Поэтому люди судят о смерти с точки зрения жизни. которую знают, ибо ей, жизнью, живут. Они знают жизнь жизнью же. Их знание жизни тождественно самой жизни. Вот почему они думают о жизни, чтобы снять напряжение неопределенности, своего незнания того, что будет дальше смерти, ведь они существа, задумывающиеся о цели жизни и о тех последствиях, к которым приводит ее достижение. Но думают о какой жизни? Уже об иной жизни после смерти. Но как они думают о ней. Так, как могут, уподобляя иную жизнь в будущем этой жизни в настоящем, имея за собой опыт сравнения настоящей жизни с прошлой жизнью.

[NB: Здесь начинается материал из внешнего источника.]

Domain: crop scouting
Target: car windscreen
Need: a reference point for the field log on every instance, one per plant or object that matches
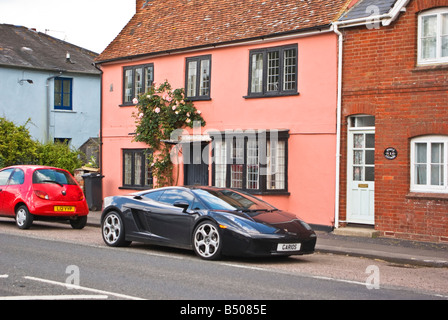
(227, 199)
(52, 176)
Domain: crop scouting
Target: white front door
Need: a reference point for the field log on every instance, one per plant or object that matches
(361, 176)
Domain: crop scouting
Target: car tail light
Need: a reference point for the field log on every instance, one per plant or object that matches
(41, 194)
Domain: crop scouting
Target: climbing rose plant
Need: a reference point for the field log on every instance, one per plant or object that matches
(160, 111)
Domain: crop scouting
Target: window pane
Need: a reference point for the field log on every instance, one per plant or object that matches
(128, 169)
(370, 141)
(220, 164)
(437, 152)
(138, 169)
(66, 102)
(128, 86)
(257, 73)
(57, 100)
(358, 174)
(358, 157)
(252, 165)
(370, 174)
(236, 176)
(138, 82)
(421, 149)
(444, 35)
(192, 76)
(204, 89)
(276, 173)
(429, 37)
(421, 163)
(289, 72)
(149, 77)
(358, 141)
(273, 71)
(66, 86)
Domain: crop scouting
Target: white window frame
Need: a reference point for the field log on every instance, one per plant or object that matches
(438, 59)
(428, 187)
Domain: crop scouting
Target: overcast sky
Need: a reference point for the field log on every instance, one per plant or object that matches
(90, 24)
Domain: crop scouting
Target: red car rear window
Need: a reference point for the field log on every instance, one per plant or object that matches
(52, 176)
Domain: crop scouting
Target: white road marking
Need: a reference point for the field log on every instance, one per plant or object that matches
(59, 297)
(71, 286)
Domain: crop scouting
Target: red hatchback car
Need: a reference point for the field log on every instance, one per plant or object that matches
(41, 193)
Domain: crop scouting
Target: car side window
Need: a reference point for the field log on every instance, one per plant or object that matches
(17, 177)
(4, 176)
(171, 196)
(153, 195)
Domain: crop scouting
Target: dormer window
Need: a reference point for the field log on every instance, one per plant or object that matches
(433, 36)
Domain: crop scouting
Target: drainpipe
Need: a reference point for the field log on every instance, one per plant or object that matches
(47, 118)
(338, 123)
(100, 160)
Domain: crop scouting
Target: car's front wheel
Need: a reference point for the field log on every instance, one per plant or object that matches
(113, 230)
(24, 219)
(207, 241)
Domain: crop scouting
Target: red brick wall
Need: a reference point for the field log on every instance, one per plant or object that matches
(381, 78)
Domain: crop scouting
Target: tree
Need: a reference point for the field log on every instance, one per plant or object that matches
(16, 144)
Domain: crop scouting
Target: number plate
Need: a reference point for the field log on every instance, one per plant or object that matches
(64, 208)
(288, 247)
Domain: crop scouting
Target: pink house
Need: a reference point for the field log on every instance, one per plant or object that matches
(264, 76)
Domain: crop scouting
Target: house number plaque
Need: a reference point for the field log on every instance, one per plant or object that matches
(390, 153)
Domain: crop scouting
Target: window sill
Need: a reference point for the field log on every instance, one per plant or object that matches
(271, 96)
(63, 111)
(431, 67)
(427, 196)
(267, 192)
(135, 188)
(193, 99)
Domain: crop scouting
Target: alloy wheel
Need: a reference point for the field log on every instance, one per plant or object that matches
(113, 230)
(207, 241)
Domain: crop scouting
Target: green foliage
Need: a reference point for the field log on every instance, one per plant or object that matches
(160, 111)
(16, 144)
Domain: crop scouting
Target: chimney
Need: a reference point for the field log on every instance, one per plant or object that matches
(67, 58)
(351, 4)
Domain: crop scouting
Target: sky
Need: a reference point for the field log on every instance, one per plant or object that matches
(90, 24)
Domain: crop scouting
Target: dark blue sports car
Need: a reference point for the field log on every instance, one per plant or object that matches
(211, 221)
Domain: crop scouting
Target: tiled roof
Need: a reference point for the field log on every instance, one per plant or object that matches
(24, 48)
(366, 8)
(170, 25)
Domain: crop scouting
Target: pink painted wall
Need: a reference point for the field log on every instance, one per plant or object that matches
(310, 117)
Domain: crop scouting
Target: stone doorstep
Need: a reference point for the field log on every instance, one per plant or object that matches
(357, 232)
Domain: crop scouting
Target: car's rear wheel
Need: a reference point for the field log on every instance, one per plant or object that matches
(113, 230)
(78, 222)
(24, 219)
(207, 241)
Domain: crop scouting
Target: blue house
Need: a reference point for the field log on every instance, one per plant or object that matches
(53, 84)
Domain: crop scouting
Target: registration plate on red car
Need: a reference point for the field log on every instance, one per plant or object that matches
(64, 208)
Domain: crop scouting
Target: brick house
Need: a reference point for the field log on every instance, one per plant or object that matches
(394, 118)
(267, 67)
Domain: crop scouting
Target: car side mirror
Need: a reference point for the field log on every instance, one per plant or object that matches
(181, 204)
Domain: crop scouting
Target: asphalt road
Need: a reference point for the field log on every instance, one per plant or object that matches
(71, 268)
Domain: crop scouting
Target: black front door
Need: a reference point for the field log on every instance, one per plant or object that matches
(195, 163)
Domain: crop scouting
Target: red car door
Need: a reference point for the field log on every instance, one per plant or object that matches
(4, 180)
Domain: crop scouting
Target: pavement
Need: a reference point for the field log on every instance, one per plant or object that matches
(387, 249)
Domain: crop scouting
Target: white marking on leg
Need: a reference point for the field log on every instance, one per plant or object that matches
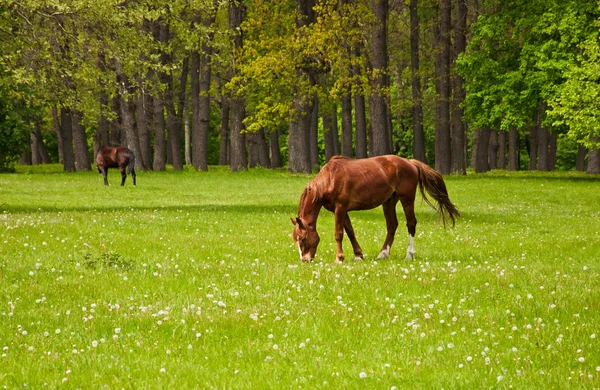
(410, 251)
(385, 253)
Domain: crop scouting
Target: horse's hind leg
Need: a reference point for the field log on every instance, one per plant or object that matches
(123, 175)
(391, 220)
(340, 214)
(408, 204)
(104, 172)
(358, 255)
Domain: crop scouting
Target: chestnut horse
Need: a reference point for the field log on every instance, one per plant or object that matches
(344, 184)
(116, 157)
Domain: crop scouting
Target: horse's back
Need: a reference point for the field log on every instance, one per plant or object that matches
(366, 183)
(113, 157)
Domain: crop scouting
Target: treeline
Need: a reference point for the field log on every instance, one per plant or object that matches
(491, 84)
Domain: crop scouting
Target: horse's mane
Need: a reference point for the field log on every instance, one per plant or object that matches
(319, 185)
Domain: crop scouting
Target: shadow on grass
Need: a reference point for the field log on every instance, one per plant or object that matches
(527, 176)
(211, 208)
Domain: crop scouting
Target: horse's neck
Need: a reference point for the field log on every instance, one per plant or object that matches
(309, 209)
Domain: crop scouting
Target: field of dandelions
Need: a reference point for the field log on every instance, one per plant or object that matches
(191, 280)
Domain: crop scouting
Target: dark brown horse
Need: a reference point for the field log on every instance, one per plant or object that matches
(345, 184)
(116, 157)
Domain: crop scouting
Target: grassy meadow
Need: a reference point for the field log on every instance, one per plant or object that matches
(191, 280)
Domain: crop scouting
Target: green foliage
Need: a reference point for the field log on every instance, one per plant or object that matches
(519, 57)
(578, 103)
(14, 131)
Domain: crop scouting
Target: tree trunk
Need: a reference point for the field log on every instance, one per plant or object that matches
(543, 145)
(533, 145)
(380, 80)
(594, 161)
(335, 133)
(116, 125)
(299, 136)
(328, 135)
(127, 113)
(58, 131)
(443, 157)
(100, 137)
(143, 115)
(35, 152)
(552, 151)
(237, 107)
(42, 151)
(174, 126)
(458, 138)
(360, 114)
(160, 151)
(224, 130)
(82, 155)
(475, 148)
(200, 128)
(493, 151)
(182, 103)
(417, 112)
(580, 162)
(66, 133)
(258, 151)
(275, 151)
(513, 147)
(502, 149)
(482, 163)
(186, 127)
(347, 125)
(25, 159)
(299, 131)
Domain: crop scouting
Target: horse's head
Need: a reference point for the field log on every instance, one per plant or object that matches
(307, 240)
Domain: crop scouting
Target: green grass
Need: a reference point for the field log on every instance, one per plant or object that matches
(191, 280)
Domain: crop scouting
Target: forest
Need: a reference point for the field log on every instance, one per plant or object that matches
(459, 84)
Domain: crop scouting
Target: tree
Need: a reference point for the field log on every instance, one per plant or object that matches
(237, 111)
(381, 140)
(417, 112)
(458, 134)
(302, 104)
(442, 126)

Но это сравнение эвристически продуктивно только при условии, что речь идет о жизни в будущем в этой жизни, а никак не в иной жизни. Чтобы иная жизнь случилась для живого ныне, ему следует умереть. Это логично. Умереть и обязательно не помнить ни о прежней жизни, ни о самом себе. Необходимо не знать, что он был прежде и каким он был, и с кем жил, сколько и где, и что умер, и как умер etc.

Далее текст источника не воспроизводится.